Since the SQL did not complete execution before crashing and restarting, there are no slow SQL records in the Dashboard, and the logs of that node did not capture it either. I would like to ask, in such a situation, how can we identify which SQL caused the crash? It is a production environment with high concurrency, and many SQLs are running at any given moment.

[Resource Configuration]
16c 64g SSD

[Attachments: Screenshots/Logs/Monitoring]



image

| username: DBRE | Original post link

You can refer to https://mp.weixin.qq.com/s/KK7GffPmk_rMCRpYz_ZZyg for OOM troubleshooting ideas.

| username: TiDBer_jYQINSnf | Original post link

If the concurrency is high, it might not even exceed the 20G limit. You should set a smaller limit, like recording when it exceeds 1G. This way, you can record more instances. Your machine only has a total of just over 20G of memory, so how could it possibly trigger with a 20G limit? With a 1G limit, 20 concurrent instances would already max it out. You can set the limit even smaller.

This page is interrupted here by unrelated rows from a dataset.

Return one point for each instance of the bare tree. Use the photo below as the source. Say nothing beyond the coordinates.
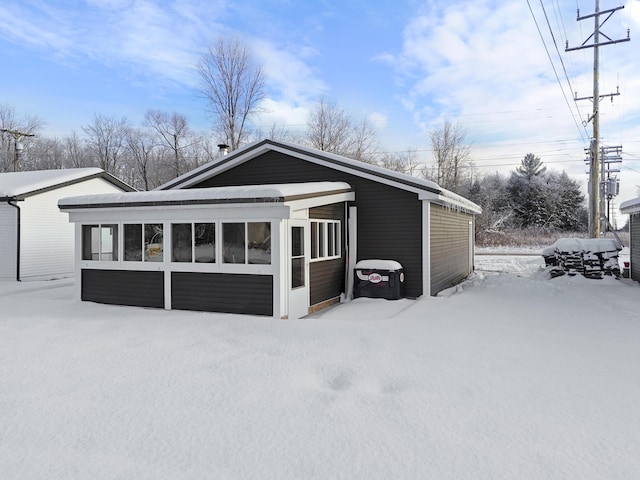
(44, 154)
(142, 152)
(234, 85)
(75, 152)
(106, 141)
(364, 145)
(450, 153)
(404, 162)
(172, 131)
(329, 128)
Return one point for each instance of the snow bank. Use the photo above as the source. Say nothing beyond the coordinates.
(513, 376)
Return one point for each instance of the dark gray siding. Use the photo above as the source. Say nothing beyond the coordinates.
(326, 279)
(449, 247)
(222, 292)
(122, 287)
(634, 247)
(389, 219)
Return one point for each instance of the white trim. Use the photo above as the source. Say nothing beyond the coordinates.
(426, 248)
(352, 249)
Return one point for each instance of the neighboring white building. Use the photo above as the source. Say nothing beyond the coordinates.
(36, 239)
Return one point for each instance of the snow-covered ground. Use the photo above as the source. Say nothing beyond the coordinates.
(508, 376)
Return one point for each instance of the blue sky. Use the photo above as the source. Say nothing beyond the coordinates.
(406, 65)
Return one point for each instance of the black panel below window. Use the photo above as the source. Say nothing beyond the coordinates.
(123, 287)
(220, 292)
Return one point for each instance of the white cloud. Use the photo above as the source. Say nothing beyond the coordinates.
(289, 71)
(378, 120)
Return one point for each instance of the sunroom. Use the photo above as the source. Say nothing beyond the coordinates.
(273, 250)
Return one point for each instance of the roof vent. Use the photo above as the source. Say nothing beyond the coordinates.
(223, 149)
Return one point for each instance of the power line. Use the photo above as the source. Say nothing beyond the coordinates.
(551, 60)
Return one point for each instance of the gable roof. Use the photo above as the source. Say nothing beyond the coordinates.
(251, 194)
(20, 185)
(425, 189)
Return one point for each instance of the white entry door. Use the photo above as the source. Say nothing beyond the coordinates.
(299, 244)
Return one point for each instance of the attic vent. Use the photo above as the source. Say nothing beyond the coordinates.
(223, 149)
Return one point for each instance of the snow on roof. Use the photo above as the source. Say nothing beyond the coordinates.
(356, 166)
(630, 206)
(13, 184)
(241, 194)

| username: 有猫万事足 | Original post link

Under normal circumstances, this table should have records.
If you have 64GB of memory and set a 20GB memory limit, but it crashes instantly before it can record, I think it might be due to multiple SQL queries running concurrently. Each one may not reach the 20GB limit individually, but together they crash the 64GB memory.
Therefore, you should reduce concurrency or lower the limit, making it easier to observe which SQL query is causing the problem.

| username: huaj1101 | Original post link

This table was not available in version 6.1.1; it was added in a later version, right?

| username: huaj1101 | Original post link

The memory is 64GB, and the average usage is quite low.

| username: huaj1101 | Original post link

Okay, let’s study it first.

| username: dockerfile | Original post link

I am using version V5 and have the same confusion.

I don’t know which SQL is slowly consuming 100GB of memory, causing TiDB to OOM and then repeating this cycle.

The various SQL logging methods mentioned above seem to require the SQL to complete execution first. The problem with this OOM issue is that the SQL doesn’t finish running before TiDB restarts.

| username: Soysauce520 | Original post link

Check the value of the parameter tidb_memory_usage_alarm_ratio, and look for records in the directory specified by the tmp-storage-path parameter; there should be information inside.

| username: zhanggame1 | Original post link

We can only consider adjusting the parameters to capture all the SQL statements that occupy a large amount of memory.

| username: songxuecheng | Original post link

Check the heatmap to see if the traffic was abnormal at that time. Look for expensive SQL in the logs.

| username: huaj1101 | Original post link

Thanks, currently analyzing. The method mentioned in the video provided by DBRE also covers this approach.

| username: TiDBer_jYQINSnf | Original post link

Can’t you just limit it a bit and then restart? If you’re worried about affecting business, set the OOM action to log. Is the occurrence frequency very low? Are you planning to analyze it based on past clues?

| username: huaj1101 | Original post link

Well, the frequency is very low. I suspect it’s caused by some rarely executed SQL. I plan to identify which one and modify it.

| username: Soysauce520 | Original post link

Search for the following TiDB logs in the dashboard with the keyword “expensive”: 系统变量 | PingCAP 文档中心

| username: huaj1101 | Original post link

Didn’t find it. By default, 60 seconds is considered expensive. Everything was normal at 9:33:30, and OOM occurred at 9:33:51. It crashed before 60 seconds, so I couldn’t record it.

| username: huaj1101 | Original post link

Strangely, all the SQL recorded in this file were analyzed and rerun one by one, and they were all very fast with very little memory usage.

| username: Soysauce520 | Original post link

That means it wasn’t recorded.

| username: huaj1101 | Original post link

No more clues, giving up. It hasn’t appeared for days, I’ll chase it next time it shows up.

Thanks to all the experts for your help!

| username: 有猫万事足 | Original post link

  • Heap: Memory usage overhead of various internal functions on TiDB and PD instances

I think you can enable continuous profiling. If there is an OOM event during the enabled period, there will be a corresponding heap dump file. Troubleshooting will be easier then.